Overview of RIAMs for multi-scenario, ultrasensitive and on-site airborne virus surveillance
a Description of the importance of monitoring airborne virus. (i) Schematic representation of virus-laden aerosols/droplets generated by an infected individual and potential aerosol transmission pathway, (ii) Table of the median half-life of common airborne respiratory viruses. RH: relative humidity. RSV: respiratory syncytial virus. b Schematic diagram of the comprehensive airborne viruses monitoring solution provided by RIAMs, including (i) offline surveillance of airborne respiratory viruses and (ii) continuous surveillance of airborne respiratory viruses. c Schematic diagram of the versatile and ultrasensitive QF paper-centered workflows of in-situ PCR chemistry. QF paper: quartz filter paper. d Exploded schematic of the microfluidic cartridge for fully integrated and automated viral nucleic acid detection. e A series of basic elements of mesoscopic design paradigm, including IN, OUT, MIX for various basic fluidic operations. f Images of the microfluidic cartridge and the compact control and detection instrument.

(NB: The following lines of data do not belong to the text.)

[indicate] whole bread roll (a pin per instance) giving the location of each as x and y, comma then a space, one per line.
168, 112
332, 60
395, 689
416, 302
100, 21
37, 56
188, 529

Performance assessment of in-situ four-plex PCR assay within the microfluidic cartridge for ultrasensitive detection of SARS-COV-2, Influenza A, B, and RSV
a Screenshots of Supplementary Movie 1 showing the microfluidic cartridge workflow and biochemical principles. b Sensitivity of the in-situ four-plex PCR system. The four target RNAs from 1000 copies/mL to 5 copies/mL were tested, demonstrating an ultra-high sensitivity of 10 copies/mL for SARS-CoV-2, and 5 copies/mL for Influenza A, Influenza B, and RSV. Error bars represent mean ± SD (n = 3 independent experiments on different simplified microdevices). c Linear fitting between the logarithm of virus input concentration of the four target RNAs and the corresponding Ct values. High linearity suggests that the in-situ multiplex PCR system can be used for the quantification of those four target RNAs. Error bars represent mean ± SD (n = 3 independent experiments on different simplified microdevices). d Evaluation of the specificity of the in-situ four-plex RT-qPCR system, showing no cross-reaction or non-specific amplifications of the four-plex PCR assay. Error bars represent mean ± SD (n = 3 independent experiments on different simplified microdevices). e LoDs determination of the microfluidic cartridge assay for ultrasensitive and simultaneous detection of SARS-CoV-2, Influenza A, B, and RSV, measured using pseudovirus quality reference materials of the four target viruses. Error bars represent mean ± SD (n = 3 independent experiments performed on different microfluidic cartridges). NC: negative control. f LoD determination for in-situ RT-qPCR to detect Omicron viral RNA, including the fitted relationship between the logarithm of virus input concentration and Ct value. Error bars represent mean ± SD (n = 3 independent experiments performed on different microfluidic cartridges). g Amplification curves for 10 copies/mL of Omicron at a primer concentration of 0.75 μM. Error bars represent mean ± SD (n = 3 independent experiments performed on different microfluidic cartridges). NC: negative control.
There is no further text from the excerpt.